"The groundwork of all happiness is health." - Leigh Hunt

Breast cancer screening could change in Australia Here's what we all know to date.

How women are screened for breast cancer in Australia. Change.

There is a world debate on this. age Women must be invited for screening. But a good greater change is being considered world wide over whether to screen women. High and low risk Breast cancer in other ways.

But what such a “risk-based” approach to screening looks like in Australia stays unclear.

Here's why researchers and public health officials are changing breast cancer screening in Australia, and what any changes could mean.

Why breast cancer screening may have to alter

Mass screening for breast cancer (called population-based screening) was introduced in Australia and plenty of other developed countries within the Eighties and 90s.

It was based on Strong research which discovered early detection and treatment of cancer before symptoms appeared, which prevented some women from dying from breast cancer.

These programs offer regular breast cancer screening to women inside a certain age group. For example, In AustraliaWomen aged 40-74 can get a free mammogram (breast x-ray) every two years. The Breast Screen Program sends screening invitations to people ages 50-74.

However, there’s growing evidence that screening mammography could also be inadvertent. loss For some women.

For some people, screening causes a false alarm that may result in anxiety, and unnecessary tests and procedures. Even though these tests rule out cancer, these women may feel anxious and feel that something is fallacious. For many years.

A more insidious harm is overdiagnosis, where screening detects a non-growing or slow-growing lesion that appears like “cancer” under the microscope, but would progress or harm if left alone. It doesn't occur. This means some women are undergoing unnecessary surgery, radiotherapy and hormone therapy that won’t profit them, but may cause harm.

Although trials have shown that screening reduces the chance of dying from breast cancer, questions have been raised about how much it does. Saves lives overall. That is, it’s uncertain how much a reduced risk of dying from breast cancer improves a girl's overall survival.

Some cancers found grow slowly and are unlikely to cause harm.
Nimes Laszlo/Shutterstock

What about targeting women?

One idea is to focus on screening to those that may benefit probably the most. under such “Risk-based” approach, a girl's personal risk of breast cancer is estimated. This could be based on her age and plenty of other aspects including breast density, family history of breast cancer, body mass index, These may include genetics, the age at which her periods start and stop, and the number of youngsters she has had.

Women at high risk could also be really helpful to begin screening at an earlier age and to be screened more ceaselessly or to make use of a distinct, more sensitive, imaging test. Low-risk women could be really helpful to begin later and screen less ceaselessly.

The idea behind this more “correct” approach to screening is to direct efforts and resources to the small number of girls who would profit from screening through early cancer diagnosis.

At the identical time, this approach risks false positives (detection of an anomaly but no cancer present) and overdiagnosis (detection of non-progressive or slow-growing cancer) for giant numbers of those women. will reduce the chance which Not likely to benefit.

At face value this looks as if a superb idea, and could possibly be a good change for breast cancer screening.

But there's loads we don't know

However, it’s uncertain how this may play out in practice. For one thing, one's risk of a future cancer diagnosis includes the chance of being diagnosed with each. Over-diagnosed cancer Also potentially fatal. This is proving to be an issue in risk-based screening. Prostate cancerone other overdiagnosed cancer.

Ideally, we would love to predict someone's risk. A potentially fatal cancer As these are those we would like to catch early.
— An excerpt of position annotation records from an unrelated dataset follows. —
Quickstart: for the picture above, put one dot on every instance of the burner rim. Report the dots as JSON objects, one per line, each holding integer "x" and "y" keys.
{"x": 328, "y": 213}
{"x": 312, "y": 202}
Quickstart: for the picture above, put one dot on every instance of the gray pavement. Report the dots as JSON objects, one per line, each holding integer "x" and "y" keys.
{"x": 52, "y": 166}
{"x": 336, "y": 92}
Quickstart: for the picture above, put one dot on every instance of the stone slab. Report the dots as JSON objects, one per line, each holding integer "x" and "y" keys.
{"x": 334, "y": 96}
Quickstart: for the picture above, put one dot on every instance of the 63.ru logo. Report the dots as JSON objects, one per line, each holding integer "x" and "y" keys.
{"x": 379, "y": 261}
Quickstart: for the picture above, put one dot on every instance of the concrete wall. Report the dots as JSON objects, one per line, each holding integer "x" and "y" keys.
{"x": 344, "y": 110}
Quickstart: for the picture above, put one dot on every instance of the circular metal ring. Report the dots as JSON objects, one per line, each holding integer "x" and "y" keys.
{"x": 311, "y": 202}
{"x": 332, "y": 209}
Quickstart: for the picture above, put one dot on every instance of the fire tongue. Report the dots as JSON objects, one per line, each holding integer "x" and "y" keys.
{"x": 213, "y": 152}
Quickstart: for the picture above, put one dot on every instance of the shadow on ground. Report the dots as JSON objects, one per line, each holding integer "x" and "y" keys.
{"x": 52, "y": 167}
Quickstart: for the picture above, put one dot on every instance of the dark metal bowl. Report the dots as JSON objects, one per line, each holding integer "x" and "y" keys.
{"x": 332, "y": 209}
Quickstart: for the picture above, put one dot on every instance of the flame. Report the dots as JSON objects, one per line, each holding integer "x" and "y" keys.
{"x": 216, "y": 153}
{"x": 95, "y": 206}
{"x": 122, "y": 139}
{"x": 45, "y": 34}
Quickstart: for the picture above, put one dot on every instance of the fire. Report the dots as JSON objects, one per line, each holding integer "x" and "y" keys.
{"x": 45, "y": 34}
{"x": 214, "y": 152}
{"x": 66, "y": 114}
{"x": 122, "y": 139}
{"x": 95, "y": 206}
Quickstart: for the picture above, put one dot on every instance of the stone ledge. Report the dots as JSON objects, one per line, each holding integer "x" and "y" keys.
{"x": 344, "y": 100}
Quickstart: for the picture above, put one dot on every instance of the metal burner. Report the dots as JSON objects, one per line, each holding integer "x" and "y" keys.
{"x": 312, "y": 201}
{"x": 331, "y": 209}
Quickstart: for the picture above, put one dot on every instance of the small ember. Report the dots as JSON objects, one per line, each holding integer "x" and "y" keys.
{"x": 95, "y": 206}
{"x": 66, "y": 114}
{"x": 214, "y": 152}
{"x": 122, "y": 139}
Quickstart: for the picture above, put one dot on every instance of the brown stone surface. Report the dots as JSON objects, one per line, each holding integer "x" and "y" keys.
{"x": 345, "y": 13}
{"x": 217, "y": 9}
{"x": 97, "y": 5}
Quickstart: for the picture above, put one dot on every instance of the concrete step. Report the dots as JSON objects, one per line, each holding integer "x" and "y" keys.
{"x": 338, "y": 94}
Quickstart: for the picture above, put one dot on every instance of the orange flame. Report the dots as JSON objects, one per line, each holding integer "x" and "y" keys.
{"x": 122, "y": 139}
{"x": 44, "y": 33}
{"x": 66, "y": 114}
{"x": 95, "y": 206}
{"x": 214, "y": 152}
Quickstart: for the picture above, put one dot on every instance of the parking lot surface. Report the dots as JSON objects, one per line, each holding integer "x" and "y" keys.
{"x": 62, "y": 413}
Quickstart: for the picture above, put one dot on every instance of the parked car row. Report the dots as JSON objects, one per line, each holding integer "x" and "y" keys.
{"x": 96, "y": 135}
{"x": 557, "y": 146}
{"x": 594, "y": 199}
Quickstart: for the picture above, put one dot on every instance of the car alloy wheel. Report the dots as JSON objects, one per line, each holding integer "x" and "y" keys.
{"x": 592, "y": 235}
It can also be still uncertain what number of women were present in it. Low risk Will accept suggestion for Less screening.

These uncertainties mean we want strong evidence that the advantages outweigh the harms for Australian women before we make changes to the breast cancer screening program.

Many are international. Randomized controlled trials (gold standard for research) to judge the effectiveness of risk-based screening compared with current practice. Therefore, it could be prudent to attend for his or her results before making policy or practice changes.

Even if such trials have provided us with strong evidence, many issues remain to be resolved before a risk-based approach could be applied.

A key issue is having enough staff to run this system, including individuals who have the abilities and time to confer with women any concerns they might have about their calculated risk. do

What about breast density?

Are in women with dense breasts Increased risk of breast cancer. Informing women about their breast density is due to this fact really helpful as a “first step” on the trail to risk-based screening. However, it ignores many other aspects that determine a girl's risk of breast cancer.

I Legislation United States And some changes Australian states. This means some women are already being informed about their breast density. The idea is to extend their knowledge of their breast cancer risk so that they could make informed decisions about future screenings.

But that is before we all know what the perfect options are for such women. one The Australian trial is ongoing. Investigating the impact of breast density reporting on individual women and health systems.

What next?

Stronger evidence and careful planning are needed before risk-based screening or other changes to Australia's breast cancer screening program.

Where changes are made, each have to be reviewed first. Advantages and disadvantages. Programs are also needed. Independent, regular reassessments In the long run.